Grand Prairie will be home to a 401,577-square-foot logistics center by the beginning of 2019, one of many new commercial developments popping up in the western Dallas suburb.

The Oakdale Logistics Center will feature 75 docks and 185 truck courts. California-based CT Realty and Dallas-based Port Logistics Realty acquired the land in 2017 and broke ground on the construction this week.

The companies expect construction to be completed on the single-tenant facility by the first quarter of 2019.

It’s not their first partnership in the area, either — CT and PLR built another industrial building in Grand Prairie last year.

They’re also in the midst of developing a multi-phase 9 million-square-foot logistics park in Wilmer, 10 miles south of downtown, in partnership with Mitsubishi Corp.-owned Diamond Realty Investments. Once done, it will be one of the largest such parks in the country. The first two phases were completed in 2017.

With tight supply and skyrocketing demand, industrial and logistics real estate in Dallas has been on a tear this year.

Only 2.3 million square feet was added to the market in the first quarter of 2018, according to CBRE, and while net absorption remained positive well through the seventh consecutive year, it has begun to shrink, down to 3.9 million square feet by the end of March.

Multi-million square-foot logistics hubs, data centers, shipping facilities and major warehouses are popping up across the southern and western portions of the metroplex, driven by the rise of e-commerce and large corporate relocations to Dallas-Fort Worth.

While the logistics submarket in the southwestern part of the metroplex, which includes this Grand Prairie development, has in the past struggled to keep pace with other more commercially active industrial markets in the area, it’s now quite popular.
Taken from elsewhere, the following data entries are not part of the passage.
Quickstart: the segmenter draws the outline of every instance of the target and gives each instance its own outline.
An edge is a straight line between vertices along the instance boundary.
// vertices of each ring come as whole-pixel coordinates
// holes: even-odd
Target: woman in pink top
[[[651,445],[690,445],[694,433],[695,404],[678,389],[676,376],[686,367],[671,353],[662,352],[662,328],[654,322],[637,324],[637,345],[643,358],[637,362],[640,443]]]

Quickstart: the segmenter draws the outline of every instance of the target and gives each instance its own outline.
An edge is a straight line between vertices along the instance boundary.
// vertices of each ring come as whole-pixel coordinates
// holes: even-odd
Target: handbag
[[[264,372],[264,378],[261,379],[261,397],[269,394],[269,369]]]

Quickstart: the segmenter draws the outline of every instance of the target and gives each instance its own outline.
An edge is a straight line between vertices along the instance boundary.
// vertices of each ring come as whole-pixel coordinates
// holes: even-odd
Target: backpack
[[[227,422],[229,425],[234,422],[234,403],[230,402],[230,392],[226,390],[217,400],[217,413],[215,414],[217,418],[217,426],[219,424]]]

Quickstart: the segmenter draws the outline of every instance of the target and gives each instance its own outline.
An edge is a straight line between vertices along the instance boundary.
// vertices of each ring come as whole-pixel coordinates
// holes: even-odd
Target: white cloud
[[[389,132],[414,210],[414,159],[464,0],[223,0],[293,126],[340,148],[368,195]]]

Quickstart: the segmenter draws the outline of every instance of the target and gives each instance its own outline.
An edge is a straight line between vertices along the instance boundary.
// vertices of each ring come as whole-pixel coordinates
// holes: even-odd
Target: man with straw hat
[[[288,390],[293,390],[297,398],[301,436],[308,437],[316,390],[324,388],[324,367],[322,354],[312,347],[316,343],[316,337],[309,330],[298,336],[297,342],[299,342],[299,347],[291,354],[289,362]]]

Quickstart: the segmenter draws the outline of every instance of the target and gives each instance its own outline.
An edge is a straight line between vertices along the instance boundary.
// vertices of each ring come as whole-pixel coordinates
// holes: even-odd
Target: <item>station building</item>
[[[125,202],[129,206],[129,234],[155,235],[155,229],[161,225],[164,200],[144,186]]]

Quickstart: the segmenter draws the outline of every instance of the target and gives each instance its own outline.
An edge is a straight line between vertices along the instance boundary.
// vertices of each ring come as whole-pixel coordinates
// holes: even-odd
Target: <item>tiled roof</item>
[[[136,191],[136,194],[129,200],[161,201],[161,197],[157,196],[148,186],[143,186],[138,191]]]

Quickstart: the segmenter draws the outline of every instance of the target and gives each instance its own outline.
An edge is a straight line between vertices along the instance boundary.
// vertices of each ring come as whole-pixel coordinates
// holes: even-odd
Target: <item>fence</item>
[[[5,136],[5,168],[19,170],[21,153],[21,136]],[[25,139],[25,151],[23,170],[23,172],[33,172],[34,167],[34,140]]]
In 2016, it had the most active construction of any submarket in the region, and while the rate of fresh supply has cooled, it still has the greatest amount of net absorption in D-FW, with just under 1.2 million square feet.

“We are excited to have found such an ideal site for the development of this Class A distribution facility in the absolute heart of Metroplex, where land availability has become so scarce,” said Rob Huthnance, president of PLR, in a statement.